When I go into survival mode my hope is always in the future, but I don’t enjoy the moment. I am not present, typically stressed and just living for an end point. Not only is this not how I want to live, but also not what I want to model as life to my children nor to those around me. This is not a life of purpose and meaning for me.
In his book, Flow: The Psychology of Optimal Experience, Csikszentmihalyi shares his research on how people can live happier and more meaningful lives. He describes habits we can develop to have an autotelic personality. “Autotelic” is the combination of two Greek terms of ‘auto’ – self and ‘telos’ – purpose. An autotelic personality has the ability to successfully engage in a continuum of life experiences. They can manage the most challenging and even traumatic experiences of life and be able to just enjoy the minor details of life. Here are the four habits:
Ability to Set Goals
A goal gives us a sense of direction. Often when we think of goals, we think of a big goal off in the future. However, this habit is more about setting small goals. For example, I know that for my overall life, I want to thrive, not survive. I also have some larger outcomes I am personally moving towards such as trusting God’s love, being intentional to feel love and joy, and being authentic to release joy. But, what are some goals I can set in the day to day living of my life that will connect me to purpose and thriving?
When I look at the details of my schedule, one of my activities is driving my daughter to places she needs to go. I could look at this as a goal of just getting her from point A to B and just surviving one more place to drive to. However, what if I set a different goal (or purpose)? Instead, I am going to use this opportunity while driving to focus on connecting with my daughter. My goal is now to emotionally connect in the moment with her.

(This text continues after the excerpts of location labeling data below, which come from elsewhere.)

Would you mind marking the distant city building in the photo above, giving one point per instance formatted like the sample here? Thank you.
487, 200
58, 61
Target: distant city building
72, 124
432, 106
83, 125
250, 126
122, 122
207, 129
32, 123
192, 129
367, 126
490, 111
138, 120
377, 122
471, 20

Now, in this moment I am thriving, not just surviving.
Knowing How to Pay Attention
People who are able to engage in ‘flow’ have a distinct habit of focus and being able to pay attention. They focus on one thing and don’t get distracted by multiple things. When my schedule is busy, I can become distracted by multi-tasking and thinking about various activities in my day. This keeps me from being present. With my goal to emotionally connect to my daughter, I need to keep focused on the connection as I spend that time with her.
Ability to Immerse in the Activity
When immersing in an activity, it allows us to enjoy the activity simply for its own sake. As we move towards our goal, we need to seek feedback. For example, as I try to connect to my daughter, I look for feedback on how well I am connecting. Maybe I try different questions, listening to music together, silence, or just being present, etc. What works and does not work? It is a process of seeking feedback that helps flow to happen.
Enjoyment of the Activity and a Sense of High Energy
By engaging in the first 3 habits, it leads to a sense of enjoyment and energy. Athletes who apply flow to their skill building can often reach this level of enjoyment as they play their sport. Scientists who engage in flow can reach a state of high creativity. With my daughter, I can find enjoyment in my day in a simple activity of driving. Instead of the driving becoming one more task to get done, it gains a higher purpose and therefore enjoyment.
Are you surviving or thriving? Are you choosing to live your life with purpose or just getting through the day? What small goals can you set to give meaning and then provide focus and feedback so that you feel the joy of thriving?